0

For several dfms, I have no problem converting them to stm/lda/topicmodels format. However, if I weight the dfms with dfm_tfidf() before converting, I get the following error:

Error in convert.dfm(users_dfm, to = "stm") : cannot convert a non-count dfm to a topic model format

Any idea why this might be?

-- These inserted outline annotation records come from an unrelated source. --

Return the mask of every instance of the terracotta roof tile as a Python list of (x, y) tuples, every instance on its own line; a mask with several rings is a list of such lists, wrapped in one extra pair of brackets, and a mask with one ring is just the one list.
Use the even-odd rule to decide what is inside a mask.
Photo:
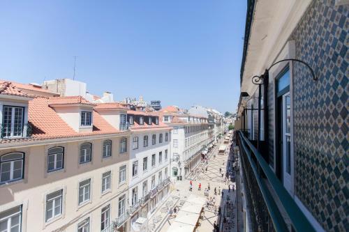
[(0, 81), (0, 94), (12, 95), (22, 97), (32, 97), (32, 95), (23, 93), (17, 88), (12, 82)]
[(49, 105), (87, 105), (95, 106), (96, 104), (92, 103), (82, 96), (72, 96), (72, 97), (51, 97), (49, 98)]
[(118, 102), (110, 102), (110, 103), (96, 103), (96, 106), (94, 107), (94, 109), (126, 109), (125, 107), (120, 103)]
[(29, 123), (32, 125), (30, 138), (2, 140), (1, 144), (60, 139), (65, 137), (84, 137), (96, 134), (108, 134), (121, 132), (113, 127), (96, 111), (94, 111), (94, 127), (91, 132), (77, 132), (71, 128), (49, 106), (52, 98), (37, 97), (29, 102)]

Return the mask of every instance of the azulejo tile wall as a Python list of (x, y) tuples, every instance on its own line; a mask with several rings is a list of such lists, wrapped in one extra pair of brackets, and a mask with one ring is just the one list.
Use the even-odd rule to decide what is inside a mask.
[(313, 1), (290, 39), (294, 63), (295, 194), (322, 227), (348, 229), (349, 6)]

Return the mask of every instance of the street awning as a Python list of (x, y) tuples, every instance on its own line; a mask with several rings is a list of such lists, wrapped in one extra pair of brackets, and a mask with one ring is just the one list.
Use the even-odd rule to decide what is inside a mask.
[(168, 232), (193, 232), (195, 226), (173, 222), (168, 229)]
[(226, 148), (227, 148), (227, 146), (225, 145), (221, 145), (219, 146), (219, 149), (218, 150), (219, 150), (219, 151), (222, 151), (222, 150), (224, 151), (224, 150), (225, 150)]

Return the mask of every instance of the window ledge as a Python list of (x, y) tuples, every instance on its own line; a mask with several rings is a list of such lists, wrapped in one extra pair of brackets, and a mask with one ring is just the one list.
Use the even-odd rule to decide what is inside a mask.
[[(45, 216), (46, 216), (46, 215), (45, 215)], [(63, 213), (61, 213), (61, 215), (59, 216), (57, 216), (55, 217), (51, 218), (50, 219), (49, 219), (47, 222), (45, 221), (44, 228), (45, 228), (46, 226), (49, 226), (50, 224), (52, 224), (53, 222), (54, 222), (57, 220), (59, 220), (60, 219), (62, 219), (62, 218), (63, 218)]]
[(112, 159), (112, 155), (110, 155), (110, 156), (102, 156), (102, 160), (110, 160)]
[(80, 208), (85, 206), (86, 205), (89, 205), (91, 203), (92, 203), (92, 201), (91, 201), (91, 199), (89, 201), (87, 201), (85, 202), (82, 202), (81, 204), (77, 206), (77, 211), (78, 211)]
[(107, 195), (108, 193), (112, 192), (112, 188), (110, 187), (109, 190), (104, 191), (103, 192), (101, 192), (101, 198), (103, 197), (105, 195)]
[(92, 162), (90, 161), (87, 161), (87, 162), (84, 162), (83, 163), (79, 163), (79, 164), (80, 166), (86, 166), (88, 164), (91, 164)]
[(0, 187), (1, 186), (9, 186), (9, 185), (15, 185), (15, 184), (18, 184), (18, 183), (22, 183), (24, 181), (24, 179), (18, 179), (18, 180), (10, 180), (10, 181), (8, 181), (8, 182), (1, 182), (0, 183)]
[(64, 168), (59, 169), (52, 170), (52, 171), (47, 171), (47, 175), (50, 176), (50, 175), (53, 175), (54, 173), (64, 172), (64, 171), (65, 171)]

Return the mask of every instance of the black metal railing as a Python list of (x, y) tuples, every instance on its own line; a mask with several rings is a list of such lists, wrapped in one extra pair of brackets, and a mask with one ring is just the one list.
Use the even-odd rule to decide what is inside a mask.
[(33, 126), (31, 123), (0, 124), (0, 132), (1, 138), (3, 139), (28, 138), (31, 137)]
[[(315, 231), (262, 155), (242, 131), (239, 132), (239, 147), (252, 231)], [(285, 215), (283, 217), (281, 211)]]

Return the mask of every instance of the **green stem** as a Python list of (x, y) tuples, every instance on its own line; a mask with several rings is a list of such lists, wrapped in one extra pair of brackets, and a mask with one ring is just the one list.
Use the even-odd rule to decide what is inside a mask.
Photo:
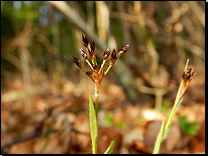
[(98, 115), (98, 97), (99, 97), (99, 87), (95, 84), (95, 111), (96, 117)]

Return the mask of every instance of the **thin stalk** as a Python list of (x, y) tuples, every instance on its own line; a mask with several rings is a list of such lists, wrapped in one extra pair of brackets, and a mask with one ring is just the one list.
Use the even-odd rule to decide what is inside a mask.
[(96, 117), (98, 115), (98, 97), (99, 97), (99, 87), (95, 84), (95, 112)]

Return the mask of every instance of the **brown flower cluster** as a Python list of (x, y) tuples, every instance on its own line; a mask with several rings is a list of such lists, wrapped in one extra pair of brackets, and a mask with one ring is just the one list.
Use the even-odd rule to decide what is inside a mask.
[(80, 69), (82, 69), (87, 76), (89, 76), (92, 81), (97, 85), (97, 87), (100, 86), (102, 79), (105, 77), (105, 75), (107, 74), (107, 72), (110, 70), (110, 68), (114, 65), (114, 63), (116, 62), (116, 60), (123, 55), (127, 49), (129, 48), (129, 45), (126, 45), (125, 47), (123, 47), (119, 52), (118, 55), (116, 56), (116, 50), (113, 49), (111, 57), (110, 57), (110, 65), (108, 66), (107, 70), (104, 72), (103, 71), (103, 66), (106, 63), (109, 55), (110, 55), (110, 48), (106, 48), (106, 50), (104, 51), (103, 54), (103, 62), (101, 64), (101, 66), (99, 67), (97, 65), (97, 61), (96, 61), (96, 47), (95, 44), (92, 40), (90, 40), (90, 42), (88, 42), (86, 36), (84, 34), (82, 34), (82, 41), (83, 41), (83, 45), (86, 47), (88, 54), (90, 56), (91, 62), (92, 64), (89, 62), (88, 60), (88, 55), (87, 53), (84, 51), (84, 49), (80, 49), (80, 53), (82, 55), (82, 58), (87, 62), (87, 64), (89, 65), (89, 67), (91, 68), (90, 71), (85, 71), (82, 68), (81, 65), (81, 61), (78, 60), (76, 57), (71, 56), (74, 63), (77, 65), (77, 67), (79, 67)]

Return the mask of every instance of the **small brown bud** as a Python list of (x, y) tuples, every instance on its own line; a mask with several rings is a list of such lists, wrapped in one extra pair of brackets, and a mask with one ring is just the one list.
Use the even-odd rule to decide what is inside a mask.
[(75, 63), (79, 68), (81, 68), (81, 62), (80, 62), (80, 60), (78, 60), (78, 59), (77, 59), (76, 57), (74, 57), (74, 56), (71, 56), (71, 57), (72, 57), (74, 63)]
[(93, 65), (93, 69), (96, 70), (96, 71), (98, 71), (99, 70), (99, 66)]
[(84, 35), (84, 34), (82, 34), (82, 41), (83, 41), (83, 45), (87, 48), (88, 41), (87, 41), (86, 35)]
[(87, 59), (88, 59), (87, 53), (86, 53), (82, 48), (80, 48), (80, 52), (81, 52), (82, 58), (83, 58), (84, 60), (87, 60)]
[(92, 71), (86, 71), (87, 76), (92, 76)]
[(110, 63), (113, 65), (116, 62), (116, 50), (113, 49), (113, 52), (111, 54)]
[(107, 60), (109, 54), (110, 54), (110, 48), (107, 48), (107, 49), (104, 51), (103, 59), (104, 59), (104, 60)]
[(123, 47), (123, 48), (119, 51), (118, 56), (123, 55), (123, 54), (127, 51), (128, 48), (129, 48), (129, 44), (127, 44), (125, 47)]
[(185, 72), (183, 72), (182, 78), (185, 82), (189, 83), (195, 75), (196, 75), (195, 70), (192, 67), (190, 67), (187, 68)]
[(95, 49), (95, 44), (93, 40), (90, 40), (90, 49), (91, 49), (92, 55), (95, 55), (96, 49)]

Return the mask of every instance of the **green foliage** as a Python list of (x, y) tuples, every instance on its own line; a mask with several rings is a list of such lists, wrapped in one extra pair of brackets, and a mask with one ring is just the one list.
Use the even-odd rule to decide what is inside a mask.
[(116, 139), (117, 139), (117, 137), (111, 142), (110, 146), (108, 147), (108, 149), (105, 151), (104, 154), (110, 154), (112, 152), (113, 147), (114, 147), (114, 145), (116, 143)]
[(89, 98), (89, 117), (90, 117), (90, 134), (92, 139), (92, 151), (93, 154), (96, 154), (97, 153), (97, 117), (96, 117), (96, 111), (92, 101), (91, 93)]
[(112, 126), (113, 125), (113, 113), (107, 112), (105, 119), (102, 121), (102, 125), (104, 126)]
[(127, 128), (129, 125), (125, 121), (119, 123), (113, 123), (114, 115), (112, 112), (107, 112), (105, 119), (102, 121), (102, 126), (116, 126), (120, 128)]
[(180, 116), (178, 118), (179, 120), (179, 125), (181, 130), (185, 133), (185, 134), (189, 134), (189, 135), (196, 135), (197, 134), (197, 127), (198, 127), (198, 123), (197, 122), (188, 122), (187, 121), (187, 117), (186, 116)]
[(160, 127), (160, 131), (159, 131), (157, 139), (155, 141), (155, 147), (154, 147), (154, 150), (153, 150), (152, 154), (159, 153), (160, 146), (161, 146), (162, 140), (163, 140), (163, 128), (164, 128), (164, 121), (162, 122), (162, 125)]

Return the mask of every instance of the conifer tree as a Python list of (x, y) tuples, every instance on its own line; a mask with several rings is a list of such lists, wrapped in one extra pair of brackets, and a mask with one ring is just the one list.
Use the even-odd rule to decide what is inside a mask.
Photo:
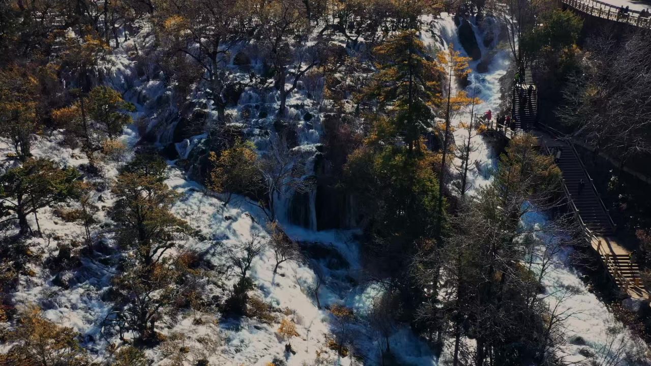
[(225, 195), (225, 206), (230, 202), (234, 193), (253, 194), (262, 188), (258, 154), (252, 144), (238, 140), (232, 147), (220, 152), (219, 156), (211, 152), (210, 159), (214, 167), (208, 186)]
[(447, 175), (446, 168), (447, 161), (449, 158), (447, 152), (450, 145), (450, 134), (452, 133), (452, 126), (450, 122), (454, 114), (461, 109), (468, 106), (475, 101), (474, 98), (470, 98), (464, 91), (459, 91), (456, 94), (452, 93), (452, 83), (454, 77), (464, 77), (470, 72), (468, 68), (468, 57), (462, 57), (458, 51), (455, 51), (452, 45), (448, 47), (447, 51), (441, 51), (438, 53), (439, 63), (437, 69), (445, 79), (446, 92), (444, 94), (445, 104), (443, 113), (443, 117), (445, 120), (445, 125), (443, 130), (443, 144), (441, 150), (443, 152), (441, 158), (441, 167), (439, 169), (439, 202), (437, 206), (437, 213), (436, 216), (436, 229), (438, 231), (437, 235), (439, 242), (441, 241), (441, 234), (443, 231), (443, 188), (445, 186), (445, 179)]
[(438, 65), (427, 55), (415, 31), (398, 33), (374, 51), (380, 72), (367, 95), (388, 107), (391, 122), (409, 152), (417, 151), (421, 134), (434, 123), (432, 108), (440, 103)]
[(189, 229), (170, 212), (178, 195), (162, 182), (161, 171), (159, 175), (143, 174), (133, 166), (125, 171), (113, 186), (117, 201), (109, 216), (118, 225), (120, 243), (135, 249), (139, 262), (150, 266)]
[(74, 168), (61, 169), (46, 159), (31, 158), (21, 166), (0, 176), (0, 217), (16, 215), (20, 234), (31, 230), (27, 216), (40, 208), (62, 202), (76, 193), (75, 180), (79, 177)]
[(7, 354), (8, 365), (92, 364), (77, 340), (79, 333), (48, 320), (38, 307), (30, 306), (22, 311), (18, 326), (7, 335), (13, 343)]
[(32, 134), (39, 128), (38, 89), (38, 80), (25, 68), (13, 65), (0, 70), (0, 137), (11, 141), (23, 162), (31, 155)]

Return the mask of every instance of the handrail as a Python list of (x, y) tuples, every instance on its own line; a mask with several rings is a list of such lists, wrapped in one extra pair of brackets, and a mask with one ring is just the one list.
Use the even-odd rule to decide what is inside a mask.
[(561, 1), (577, 10), (593, 16), (643, 28), (651, 28), (651, 18), (650, 18), (651, 14), (641, 17), (639, 10), (629, 9), (627, 14), (622, 14), (620, 12), (622, 8), (620, 7), (599, 0), (561, 0)]
[[(545, 150), (547, 151), (547, 153), (551, 155), (551, 151), (549, 150), (549, 147), (547, 147), (544, 142), (542, 141), (541, 142), (542, 143), (542, 145), (543, 147), (544, 147)], [(561, 182), (563, 191), (568, 197), (568, 203), (570, 205), (570, 208), (574, 212), (575, 218), (583, 230), (583, 233), (586, 236), (586, 241), (588, 242), (590, 246), (592, 247), (592, 249), (594, 249), (594, 246), (592, 244), (592, 241), (596, 240), (597, 242), (597, 253), (600, 255), (600, 257), (603, 257), (604, 259), (606, 268), (609, 270), (607, 271), (609, 275), (613, 278), (613, 281), (616, 279), (618, 279), (620, 283), (623, 285), (624, 290), (627, 292), (628, 289), (630, 289), (636, 293), (639, 294), (640, 296), (644, 296), (646, 294), (646, 290), (638, 286), (635, 282), (631, 283), (629, 279), (626, 278), (626, 277), (624, 275), (622, 272), (618, 268), (617, 264), (613, 260), (612, 257), (613, 256), (613, 253), (609, 253), (605, 251), (602, 246), (602, 240), (598, 238), (597, 236), (595, 235), (594, 233), (593, 233), (592, 231), (585, 225), (585, 223), (583, 221), (583, 219), (581, 217), (580, 211), (578, 208), (577, 208), (576, 205), (574, 204), (574, 201), (572, 199), (572, 193), (570, 193), (570, 190), (565, 184), (565, 180), (562, 179)]]
[(576, 150), (576, 147), (574, 146), (574, 143), (572, 141), (572, 139), (566, 134), (563, 134), (558, 130), (556, 130), (550, 126), (547, 126), (544, 123), (538, 122), (538, 125), (542, 126), (544, 130), (546, 130), (547, 132), (551, 133), (552, 135), (555, 135), (557, 138), (564, 140), (572, 148), (572, 152), (574, 153), (574, 156), (576, 157), (577, 160), (579, 160), (579, 163), (581, 165), (581, 167), (583, 169), (583, 173), (585, 174), (586, 176), (587, 176), (588, 180), (590, 182), (590, 185), (592, 188), (592, 191), (594, 191), (594, 194), (597, 196), (597, 199), (599, 201), (599, 204), (602, 206), (602, 208), (606, 214), (606, 217), (608, 218), (608, 223), (611, 225), (613, 231), (616, 231), (617, 224), (615, 223), (615, 221), (613, 220), (613, 218), (611, 217), (610, 210), (609, 210), (606, 207), (605, 204), (603, 203), (603, 200), (602, 199), (602, 195), (599, 193), (599, 191), (597, 190), (597, 188), (594, 185), (594, 180), (592, 179), (592, 177), (590, 176), (590, 173), (588, 173), (588, 169), (586, 167), (585, 164), (583, 163), (583, 161), (579, 156), (579, 152)]

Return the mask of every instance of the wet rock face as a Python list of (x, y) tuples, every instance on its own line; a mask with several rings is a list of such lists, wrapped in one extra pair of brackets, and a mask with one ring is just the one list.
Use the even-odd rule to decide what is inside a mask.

I've tried different weighting schemes for both term and document frequency (to try and make the weighted dfm a 'count' dfm), but I keep getting the error.

So, this works:

users_dfm <- dfm(users_tokens) 
users_stm <- convert(users_dfm, to = "stm")

But this doesn't:

users_dfm <- dfm(users_tokens)
weighted_dfm <- dfm_tfidf(users_dfm)
users_stm <- convert(weighted_dfm, to = "stm")

Thanks!

glts
  • 21,808
  • 12
  • 73
  • 94

1 Answers1

0

This is because topic models require counts as inputs, because that is the nature of the assumed statistical distribution for the latent Dirichlet allocation model. tf-idf weighting of the dfm turns the matrix into non-integer values, which are not valid inputs for stm (or any other topic model).

So in short, don't weight your dfm before using it with a topic model.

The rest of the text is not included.